Since the beginning of January Sandy, my friend of almost 50 years, has been doing daily posts about people, places and food on his blog, Sandy Leonard Snaps. A naturally great photographer and writer, Sandy also loves good food; we've traveled together to places like Paris, Zurich, and Istanbul, and throughout Italy where he took the photo above.
How well I remember that afternoon in May, 1988. Sandy and I had already been driving around Italy for a couple of weeks. Or rather, he was driving our rented powder-blue Fiat Panda and I was navigating, writing on a gigantically primitive laptop, or mapping out the next few days of travel. I was on a mission to see and taste Italian pastries and desserts and find some interesting recipes for my as yet unwritten book, Great Italian Desserts (Little, Brown, 1990), now out of print.
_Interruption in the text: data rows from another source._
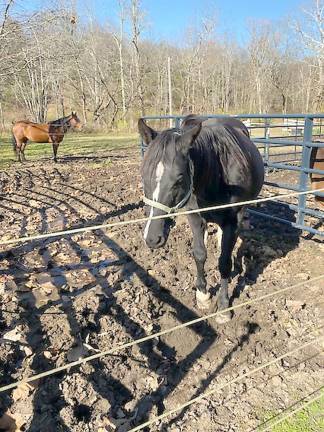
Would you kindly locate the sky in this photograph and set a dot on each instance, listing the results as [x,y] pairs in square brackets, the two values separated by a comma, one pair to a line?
[169,19]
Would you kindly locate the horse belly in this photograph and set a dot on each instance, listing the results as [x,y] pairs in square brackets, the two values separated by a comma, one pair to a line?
[37,134]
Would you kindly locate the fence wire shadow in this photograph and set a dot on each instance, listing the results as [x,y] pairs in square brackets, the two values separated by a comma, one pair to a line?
[178,371]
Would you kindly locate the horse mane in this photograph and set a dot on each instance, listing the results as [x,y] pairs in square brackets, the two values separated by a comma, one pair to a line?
[157,151]
[219,147]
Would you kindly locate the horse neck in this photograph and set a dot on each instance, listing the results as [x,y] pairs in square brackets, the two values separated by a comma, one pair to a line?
[206,165]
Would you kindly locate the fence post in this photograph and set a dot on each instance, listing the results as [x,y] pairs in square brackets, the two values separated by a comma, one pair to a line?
[303,178]
[266,144]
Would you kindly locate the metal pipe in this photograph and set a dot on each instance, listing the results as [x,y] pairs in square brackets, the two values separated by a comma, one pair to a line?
[294,168]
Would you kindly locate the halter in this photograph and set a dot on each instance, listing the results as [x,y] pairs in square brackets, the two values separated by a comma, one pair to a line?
[181,204]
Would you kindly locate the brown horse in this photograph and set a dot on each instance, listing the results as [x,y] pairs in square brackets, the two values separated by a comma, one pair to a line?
[317,180]
[51,132]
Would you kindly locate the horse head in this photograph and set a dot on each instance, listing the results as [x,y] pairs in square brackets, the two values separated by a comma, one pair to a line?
[167,174]
[74,121]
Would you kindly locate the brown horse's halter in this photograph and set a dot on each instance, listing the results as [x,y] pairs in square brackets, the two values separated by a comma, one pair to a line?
[181,204]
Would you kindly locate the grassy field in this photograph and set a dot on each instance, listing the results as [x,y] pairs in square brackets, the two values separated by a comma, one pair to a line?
[310,419]
[74,144]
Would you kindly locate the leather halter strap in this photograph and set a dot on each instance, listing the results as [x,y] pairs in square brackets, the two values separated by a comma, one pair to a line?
[181,204]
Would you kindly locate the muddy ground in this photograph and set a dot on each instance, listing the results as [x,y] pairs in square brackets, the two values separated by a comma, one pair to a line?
[67,297]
We rolled into Bari and I phoned Paola Pettini, the owner of a local cooking school. When we had visited Michi Ambrosi's cooking school in Naples at the beginning of the trip she had suggested contacting Paola. After we arrived at Paola's home she apoligized in slightly Roman accented Italian that she would be busy until mid-afternoon when she would have to conduct a meeting of 40 of her students who were contributing recipes to a cookbook project. She smiled a little devlishly and suggested that Sandy and I attend too, and that I should make some American desserts. I thought of the chef jacket I had packed "just in case" and realized I'd found the first reason to use it. "Now, what will you make?" Paola asked. I thought for a second and answered, "apple pie and chocolate chip cookies." My heart sank when she started asking for the recipes which I could easily enough rattle off in volume measure, but of course she wanted metric measurements. We agreed to pick her up and go over to the cooking school a few hours later. At her suggestion, we had lunch at the exquisite Vecchia Bari restaurant where our meal finished with the owner's mother, who loved to bake, arriving with dozens of tiny tartlets and other pastries she had made. When we asked for the check, we were told that we were guests of Signora Pettini.
On the way to the cooking school, Paola confessed that she was terrified of being a passenger in a car and whenever we came to an intersection she shouted, "I get so angry!" suprising us by speaking in English for the first time. Later we realized that she had meant to say "frightened." Once there I went into what Sandy later described as my "professional mode" and scoured the shelves and drawers in the kitchen for the equipment I would need. The "Bari 40" started to trickle in and by the time they were all seated the noise level of their conversations had escalated to a deafening height.
Paola stood next to me during the demo, my first experience at public speaking in Italian, and helpfully supplied the word I was searching for every time I faltered. Twice during my demo Paola had to scream for silence, but everyone quieted down when the miniscule tastes of pie and cookies were handed around. It was Sandy's idea to take the group picture right before the cookbook meeting started. We left shortly after that to spend a few days in Grottaminarda, my mother's home town, just a couple of hours inland, going over the details of the day and the Bari 40 as we headed west on the highway.